The Sourcing Tool relies on data from the Integrated Postsecondary Education Data System (IPEDS). This data is available at:
The most recent data available at the time of the last update was 2013. If you need to make changes or update data for subsequent years, please use the instructions below.
The raw data may be downloaded as .csv files, and data dictionaries may be downloaded as .xls files. Replace the files in sourcing_tool/IPEDS_Data/ with the new data.
To upload all of the .csv files in the IPEDS_Data directory to the database, run the csv_import.py file.
Scrape updated U.S. News & World Report rankings using the scrape-rankings.py script. The results save to the rankings.txt file and may be imported into the database table usnwr_rankings.

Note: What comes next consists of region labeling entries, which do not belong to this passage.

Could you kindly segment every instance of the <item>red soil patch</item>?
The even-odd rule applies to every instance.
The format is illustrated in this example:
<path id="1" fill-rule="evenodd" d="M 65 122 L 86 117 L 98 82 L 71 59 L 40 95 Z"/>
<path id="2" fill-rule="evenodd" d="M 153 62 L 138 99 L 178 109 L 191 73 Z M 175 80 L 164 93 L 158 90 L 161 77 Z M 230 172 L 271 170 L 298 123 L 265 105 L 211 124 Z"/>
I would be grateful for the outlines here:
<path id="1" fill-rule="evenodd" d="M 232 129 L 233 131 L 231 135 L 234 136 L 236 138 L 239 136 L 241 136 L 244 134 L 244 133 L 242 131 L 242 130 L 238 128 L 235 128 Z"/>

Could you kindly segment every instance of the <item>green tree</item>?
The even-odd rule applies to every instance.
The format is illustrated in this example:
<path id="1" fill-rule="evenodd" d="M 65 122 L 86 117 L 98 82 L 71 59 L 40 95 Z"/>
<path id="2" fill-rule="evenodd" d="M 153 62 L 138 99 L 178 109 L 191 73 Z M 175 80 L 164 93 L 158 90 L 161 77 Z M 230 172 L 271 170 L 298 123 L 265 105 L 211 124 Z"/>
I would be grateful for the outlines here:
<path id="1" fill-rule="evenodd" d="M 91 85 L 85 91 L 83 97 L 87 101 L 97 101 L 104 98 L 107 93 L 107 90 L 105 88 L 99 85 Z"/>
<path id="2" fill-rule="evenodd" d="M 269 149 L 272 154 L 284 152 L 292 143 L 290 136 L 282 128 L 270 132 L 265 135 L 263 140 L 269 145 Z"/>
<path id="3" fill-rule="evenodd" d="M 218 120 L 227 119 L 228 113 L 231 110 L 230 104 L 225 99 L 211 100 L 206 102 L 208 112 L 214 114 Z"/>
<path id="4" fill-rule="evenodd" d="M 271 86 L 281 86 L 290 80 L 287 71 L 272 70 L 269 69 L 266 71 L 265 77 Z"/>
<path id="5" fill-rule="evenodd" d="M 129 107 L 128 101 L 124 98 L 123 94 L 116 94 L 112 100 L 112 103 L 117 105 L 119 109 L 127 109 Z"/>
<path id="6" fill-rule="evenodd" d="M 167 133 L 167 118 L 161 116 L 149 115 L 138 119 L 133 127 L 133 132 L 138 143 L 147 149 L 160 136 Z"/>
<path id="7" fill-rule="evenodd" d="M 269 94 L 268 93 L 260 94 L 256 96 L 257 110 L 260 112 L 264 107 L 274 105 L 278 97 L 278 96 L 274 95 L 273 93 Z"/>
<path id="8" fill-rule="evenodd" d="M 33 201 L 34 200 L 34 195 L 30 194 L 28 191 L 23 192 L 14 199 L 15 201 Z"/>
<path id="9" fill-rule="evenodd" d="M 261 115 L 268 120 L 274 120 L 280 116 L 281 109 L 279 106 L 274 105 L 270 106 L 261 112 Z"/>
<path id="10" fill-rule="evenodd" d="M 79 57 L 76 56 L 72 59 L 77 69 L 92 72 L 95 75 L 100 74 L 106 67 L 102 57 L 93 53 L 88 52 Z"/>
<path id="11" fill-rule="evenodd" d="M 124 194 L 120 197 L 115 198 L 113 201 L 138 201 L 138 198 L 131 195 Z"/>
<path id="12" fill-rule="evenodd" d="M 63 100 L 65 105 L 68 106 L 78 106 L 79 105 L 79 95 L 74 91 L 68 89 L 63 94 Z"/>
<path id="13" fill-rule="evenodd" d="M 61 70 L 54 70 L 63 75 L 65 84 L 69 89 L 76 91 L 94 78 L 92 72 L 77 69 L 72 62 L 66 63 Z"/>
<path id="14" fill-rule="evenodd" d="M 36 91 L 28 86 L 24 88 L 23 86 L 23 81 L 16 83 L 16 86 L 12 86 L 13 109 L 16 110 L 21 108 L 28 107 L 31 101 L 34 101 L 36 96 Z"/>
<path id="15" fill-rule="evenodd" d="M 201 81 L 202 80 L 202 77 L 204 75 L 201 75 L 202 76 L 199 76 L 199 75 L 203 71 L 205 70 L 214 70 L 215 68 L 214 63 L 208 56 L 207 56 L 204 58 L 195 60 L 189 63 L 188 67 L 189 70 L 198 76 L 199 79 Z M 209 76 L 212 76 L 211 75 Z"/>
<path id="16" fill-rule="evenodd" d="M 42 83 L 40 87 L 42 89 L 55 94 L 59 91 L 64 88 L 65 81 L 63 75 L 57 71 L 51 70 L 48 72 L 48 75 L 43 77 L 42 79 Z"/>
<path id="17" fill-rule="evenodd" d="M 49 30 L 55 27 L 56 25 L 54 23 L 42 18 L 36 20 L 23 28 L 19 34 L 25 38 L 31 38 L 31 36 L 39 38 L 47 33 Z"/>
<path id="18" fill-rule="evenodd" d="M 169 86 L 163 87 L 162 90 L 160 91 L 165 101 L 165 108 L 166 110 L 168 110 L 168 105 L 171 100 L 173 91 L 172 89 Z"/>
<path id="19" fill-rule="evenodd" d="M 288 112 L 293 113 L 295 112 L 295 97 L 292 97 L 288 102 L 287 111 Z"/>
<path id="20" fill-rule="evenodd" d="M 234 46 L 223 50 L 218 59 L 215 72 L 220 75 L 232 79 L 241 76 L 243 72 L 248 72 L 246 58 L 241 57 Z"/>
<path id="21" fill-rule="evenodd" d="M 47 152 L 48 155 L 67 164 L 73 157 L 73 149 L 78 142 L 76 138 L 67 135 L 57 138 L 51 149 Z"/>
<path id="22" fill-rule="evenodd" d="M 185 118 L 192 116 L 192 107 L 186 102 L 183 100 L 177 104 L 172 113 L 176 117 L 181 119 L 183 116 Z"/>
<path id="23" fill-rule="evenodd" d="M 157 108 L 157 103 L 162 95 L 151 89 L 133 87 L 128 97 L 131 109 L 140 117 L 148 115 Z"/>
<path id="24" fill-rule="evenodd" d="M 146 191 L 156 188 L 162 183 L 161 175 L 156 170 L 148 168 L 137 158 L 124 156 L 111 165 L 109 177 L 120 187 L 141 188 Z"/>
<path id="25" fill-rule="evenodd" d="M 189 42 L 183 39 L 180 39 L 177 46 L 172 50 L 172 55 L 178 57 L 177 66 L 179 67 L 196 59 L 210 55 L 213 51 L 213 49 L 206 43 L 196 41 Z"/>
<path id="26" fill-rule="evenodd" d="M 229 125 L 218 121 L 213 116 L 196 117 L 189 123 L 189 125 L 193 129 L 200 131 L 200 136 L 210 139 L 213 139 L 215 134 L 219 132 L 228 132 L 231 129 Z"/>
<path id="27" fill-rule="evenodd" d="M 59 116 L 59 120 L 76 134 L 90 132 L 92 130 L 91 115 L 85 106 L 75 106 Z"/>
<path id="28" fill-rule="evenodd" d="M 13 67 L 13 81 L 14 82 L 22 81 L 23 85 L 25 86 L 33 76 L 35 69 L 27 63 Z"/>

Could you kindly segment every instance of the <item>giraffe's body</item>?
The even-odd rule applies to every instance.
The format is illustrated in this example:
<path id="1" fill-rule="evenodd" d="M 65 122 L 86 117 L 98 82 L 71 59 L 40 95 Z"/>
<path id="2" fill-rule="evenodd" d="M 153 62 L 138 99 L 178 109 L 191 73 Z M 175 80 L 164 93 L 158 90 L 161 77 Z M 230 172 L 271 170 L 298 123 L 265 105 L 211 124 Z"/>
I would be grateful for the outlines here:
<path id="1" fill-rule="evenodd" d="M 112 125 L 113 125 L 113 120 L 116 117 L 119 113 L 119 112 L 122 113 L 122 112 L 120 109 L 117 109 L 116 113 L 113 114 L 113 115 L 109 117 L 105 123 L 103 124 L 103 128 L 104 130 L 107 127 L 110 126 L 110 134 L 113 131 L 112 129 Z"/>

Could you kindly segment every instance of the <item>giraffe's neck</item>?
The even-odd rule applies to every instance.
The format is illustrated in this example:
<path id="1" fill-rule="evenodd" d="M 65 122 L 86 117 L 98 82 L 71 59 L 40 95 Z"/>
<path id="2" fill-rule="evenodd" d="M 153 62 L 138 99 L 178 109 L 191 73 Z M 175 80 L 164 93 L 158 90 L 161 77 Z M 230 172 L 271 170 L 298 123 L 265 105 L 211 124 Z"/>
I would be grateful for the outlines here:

Note that this will attempt to pull the matching IPEDS university ID, but it will make mistakes, so always validate those results.
USAJobs data was used in conjunction with IPEDS Classification of Instructional Programs (CIP) data to map jobs to majors. The SQL script create_job_cip_mappings.sql converts the raw manual crosswalk table into the tables needed for the Sourcing Tool.
The USAJobs data is in the sourcing_tool directory and is available at:
https://www.usajobs.gov/Content/pdfs/Jobs_By_College_Major.pdf
This project is built with the Python web framework Django. If the structure of the tables in the database changes, those changes must be reflected in the models.py files.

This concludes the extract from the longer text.